Overview
Skills
Job Details
About the Role
We are seeking a Senior KDB+/q Engineer to lead the design, development, and optimization of high-performance data systems in a trading/financial environment. This role requires a strong blend of leadership and hands-on expertise from architecture and system design to coding, configuration, and performance tuning. Experience in electronic trading, market data, or financial analytics is required.
Responsibilities
Architecture & Design: Lead the design and development of scalable KDB+/q solutions to support trading systems, market data pipelines, and analytics platforms.
Hands-On Development: Write, optimize, and maintain production-grade q code for real-time and historical data analysis.
System Integration: Configure and integrate KDB+/q with trading applications, risk engines, and downstream analytics tools.

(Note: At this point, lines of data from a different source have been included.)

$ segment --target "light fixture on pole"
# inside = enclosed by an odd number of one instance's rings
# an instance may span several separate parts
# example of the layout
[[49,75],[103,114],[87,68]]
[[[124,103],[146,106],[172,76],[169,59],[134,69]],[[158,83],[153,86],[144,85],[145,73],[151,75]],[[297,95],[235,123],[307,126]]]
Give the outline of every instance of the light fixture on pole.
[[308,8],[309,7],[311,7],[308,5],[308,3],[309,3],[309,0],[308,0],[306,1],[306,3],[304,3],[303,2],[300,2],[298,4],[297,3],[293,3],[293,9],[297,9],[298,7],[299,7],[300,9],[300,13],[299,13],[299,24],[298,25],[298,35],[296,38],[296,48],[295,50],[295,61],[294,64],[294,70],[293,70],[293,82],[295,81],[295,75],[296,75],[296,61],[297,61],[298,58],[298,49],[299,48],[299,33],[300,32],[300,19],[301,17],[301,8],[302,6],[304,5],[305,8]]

Performance Tuning: Ensure ultra-low-latency and high-throughput processing of large volumes of tick and transactional data.
Leadership: Provide technical direction to engineers, mentor junior developers, and collaborate with cross-functional teams (traders, quants, data scientists).
AI/ML Collaboration: Partner with data science teams to integrate AI/ML models into trading workflows, enhancing predictive analytics and decision support.
Best Practices: Establish coding standards, CI/CD pipelines, and monitoring frameworks for reliability and scalability.
Requirements
Strong KDB+/q expertise: 5+ years of hands-on development experience with KDB+/q in financial markets.
Finance/Trading background: Direct experience with equities, fixed income, FX, derivatives, or related trading environments.
Architecture & leadership: Proven ability to design scalable data systems and provide technical leadership to teams.
Hands-on mindset: Comfortable coding, debugging, configuring, and optimizing production systems.
Integration skills: Knowledge of APIs, messaging systems (Kafka, Solace, or similar), and market data feeds.
AI/ML exposure (plus): Experience collaborating with AI/ML teams or integrating models into production pipelines.
Other technical skills (preferred): Python, C++, Linux, distributed systems, or cloud platforms (AWS/Google Cloud Platform/Azure).
Strong communication skills and ability to work closely with trading and quantitative research teams.
Nice to Have
Experience with time-series databases beyond KDB+ (InfluxDB, TimescaleDB).
Familiarity with regulatory reporting and compliance in financial services.
Contributions to open-source projects or AI/ML frameworks.